Eminim ki bir gülme tutmuştur sizi bu başlığı görünce!
O zaman dinleyin beni:
Önceki gün, sanırım ülkemizde bir ilk (ama dünyanın en büyüğü değil kuşkusuz); “Penfest” adı verilen bir kalem festivaline konuşmacı olarak katıldım. Buket Uzuner ile karşılıklı konuşmamızı Metin Uca’nın sorularıyla izleyicilere taşıdık.
Açılışta Doğan Hızlan, Nabi Avcı da vardı. Daha birkaç kalemsever oradaydı kuşkusuz.
İyi bir rastlantı İzel Rozental ile yüz yüze gelip kalemi ve başka şeyleri konuşma olanağımız oldu. Çizgilerin efendisi Tan Oral da oradaydı. Eminim ki daha göremediğim birçok kişi vardı.
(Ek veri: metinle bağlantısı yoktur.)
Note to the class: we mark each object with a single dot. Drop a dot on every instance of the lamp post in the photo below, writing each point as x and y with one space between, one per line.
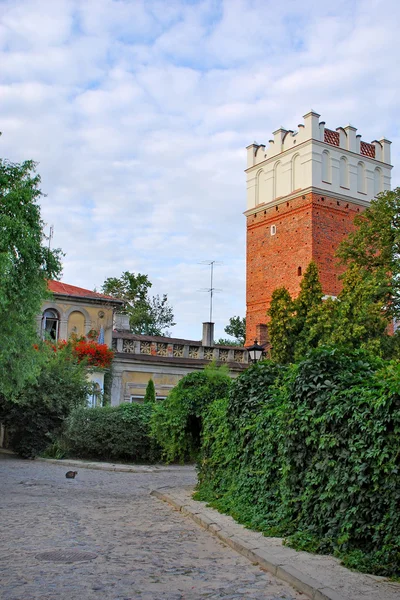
255 352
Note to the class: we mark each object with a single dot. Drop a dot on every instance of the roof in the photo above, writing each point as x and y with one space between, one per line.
64 289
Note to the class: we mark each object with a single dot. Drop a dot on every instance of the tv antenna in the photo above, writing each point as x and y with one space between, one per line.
211 290
50 236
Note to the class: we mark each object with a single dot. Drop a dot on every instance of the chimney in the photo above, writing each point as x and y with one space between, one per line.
121 322
208 334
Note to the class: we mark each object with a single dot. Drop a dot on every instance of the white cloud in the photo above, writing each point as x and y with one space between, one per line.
139 113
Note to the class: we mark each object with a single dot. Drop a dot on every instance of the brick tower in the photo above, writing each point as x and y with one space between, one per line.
303 193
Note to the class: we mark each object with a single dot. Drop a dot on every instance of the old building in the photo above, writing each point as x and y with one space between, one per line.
138 358
303 192
75 310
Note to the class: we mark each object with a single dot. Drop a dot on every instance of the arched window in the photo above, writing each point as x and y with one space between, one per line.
50 324
344 172
278 180
378 187
76 324
326 167
361 177
260 187
296 173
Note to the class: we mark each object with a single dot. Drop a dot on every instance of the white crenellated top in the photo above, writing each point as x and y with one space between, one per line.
314 157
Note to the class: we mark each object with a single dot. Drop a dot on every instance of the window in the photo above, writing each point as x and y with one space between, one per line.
377 181
326 167
50 324
95 399
361 178
344 173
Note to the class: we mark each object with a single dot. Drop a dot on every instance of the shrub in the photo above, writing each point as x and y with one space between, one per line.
112 433
35 419
177 421
150 395
312 452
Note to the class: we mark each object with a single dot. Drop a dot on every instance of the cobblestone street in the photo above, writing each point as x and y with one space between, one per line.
144 549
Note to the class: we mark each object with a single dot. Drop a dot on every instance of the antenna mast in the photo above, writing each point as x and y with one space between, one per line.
211 290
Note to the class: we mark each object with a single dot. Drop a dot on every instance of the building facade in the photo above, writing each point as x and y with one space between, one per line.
138 358
303 192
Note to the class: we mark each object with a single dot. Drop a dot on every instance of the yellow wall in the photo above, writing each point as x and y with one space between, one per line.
76 324
82 316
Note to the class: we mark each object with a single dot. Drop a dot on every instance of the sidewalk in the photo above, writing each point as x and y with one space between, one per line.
120 468
319 577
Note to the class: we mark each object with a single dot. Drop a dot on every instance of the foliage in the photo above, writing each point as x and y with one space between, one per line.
374 247
148 315
36 416
112 433
237 329
150 395
25 265
177 421
281 326
95 354
310 452
307 310
88 351
356 319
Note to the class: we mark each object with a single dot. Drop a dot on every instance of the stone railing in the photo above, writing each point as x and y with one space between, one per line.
180 350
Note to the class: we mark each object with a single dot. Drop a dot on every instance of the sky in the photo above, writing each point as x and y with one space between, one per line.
139 112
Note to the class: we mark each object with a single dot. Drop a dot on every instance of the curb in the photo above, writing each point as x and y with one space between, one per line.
312 588
118 468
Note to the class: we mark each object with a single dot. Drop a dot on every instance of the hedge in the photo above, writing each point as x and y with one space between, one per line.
112 433
311 452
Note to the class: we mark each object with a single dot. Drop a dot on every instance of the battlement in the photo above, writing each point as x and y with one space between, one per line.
345 138
315 158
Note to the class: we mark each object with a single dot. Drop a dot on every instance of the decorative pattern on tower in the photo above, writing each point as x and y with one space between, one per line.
303 192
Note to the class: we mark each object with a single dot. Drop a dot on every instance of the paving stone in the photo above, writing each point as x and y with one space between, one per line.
144 548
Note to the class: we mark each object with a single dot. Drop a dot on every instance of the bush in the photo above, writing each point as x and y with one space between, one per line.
177 421
312 452
36 417
150 395
112 433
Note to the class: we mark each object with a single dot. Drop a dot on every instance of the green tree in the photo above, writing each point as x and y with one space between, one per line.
148 315
282 326
358 317
237 329
150 395
25 265
177 421
307 311
370 297
37 418
374 247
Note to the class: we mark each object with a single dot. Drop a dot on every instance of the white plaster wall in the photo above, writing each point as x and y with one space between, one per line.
270 174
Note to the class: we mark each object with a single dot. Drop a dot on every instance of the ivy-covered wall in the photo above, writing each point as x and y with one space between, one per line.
312 452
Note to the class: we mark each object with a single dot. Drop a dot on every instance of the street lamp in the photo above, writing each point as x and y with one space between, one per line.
255 352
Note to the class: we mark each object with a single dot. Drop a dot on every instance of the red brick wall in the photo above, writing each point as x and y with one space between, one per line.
308 228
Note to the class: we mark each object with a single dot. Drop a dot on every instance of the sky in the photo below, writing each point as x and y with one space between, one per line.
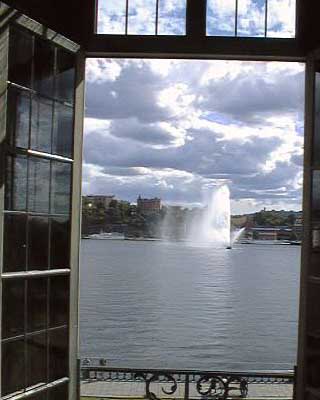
174 128
220 17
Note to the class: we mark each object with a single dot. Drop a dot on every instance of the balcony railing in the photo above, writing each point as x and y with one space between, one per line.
154 384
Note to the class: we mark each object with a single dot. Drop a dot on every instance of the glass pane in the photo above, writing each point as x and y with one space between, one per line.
40 396
20 57
251 17
18 118
38 243
41 124
39 181
37 359
13 308
60 243
13 367
316 195
221 17
316 139
142 17
63 131
59 393
36 304
43 67
16 183
65 80
58 354
172 17
14 243
281 18
111 16
59 301
61 188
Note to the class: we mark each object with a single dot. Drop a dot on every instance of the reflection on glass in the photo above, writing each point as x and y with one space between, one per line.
61 187
251 17
39 182
13 308
16 183
13 367
65 78
281 18
60 243
38 250
41 124
14 243
111 17
20 57
59 300
18 117
58 354
142 17
59 392
37 359
43 67
316 138
36 304
221 17
63 130
316 194
172 17
40 396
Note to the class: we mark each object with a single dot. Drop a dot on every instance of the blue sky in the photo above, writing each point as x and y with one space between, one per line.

Ama daha çok, bir kalemsever olarak gözüme ilk ilişen, dünyanın sayılı markadaki kalemlerinin orada bir arada bulunmasıydı). Bazılarını sayalım dilerseniz: Mont Blanc, Faber Castell, Waterman, Roting, Scrikss, Lamy, Visconti, Waldmann, Sheaffer, Parker, Cross…
Bu saydıklarımın tümünün kalem koleksiyonumda yer alması ise bir akraba karşılaşmasını yaşatmıştı bana!
Uzuner de, ben de kaleme dair sözler ederken; yazan kişiler olarak kalemle yolcuğumuzun yaratıcılığımızda en uçta durmasını birtakım örnekler/anekdotlarla dile getirmiştik.
Evet, özü şuydu ki: Kalem yaratıcıdır.
Sonrasında buna şunları eklerim sürekli: kalem yazmayı, düşünmeyi, duymayı, sevmeyi, gitmeyi, görmeyi, bağlanmayı, düşlemeyi öğretir. Yaratıcıdır çünkü. El ile zihin/duygu arasında bir yaratıcı araçtır. Siz buna yeni bir organınız gibi de bakabilirsiniz, tıpkı benim yaptığım gibi. Üstüne üstlük kalem sizi yalnızlaştırır; işte o ânlarda da çoğullaşmayı, çoğalmayı öğretir size. Bir sesi başka başka seslere taşırsınız. Orada hem içsesiniz vardır, hem de başka seslerin renkleri biçimleri.
Kendime bazen sorarım; kalem olmasaydı yazar mıydım, resim çizebilir miydim? Mümkünü yok!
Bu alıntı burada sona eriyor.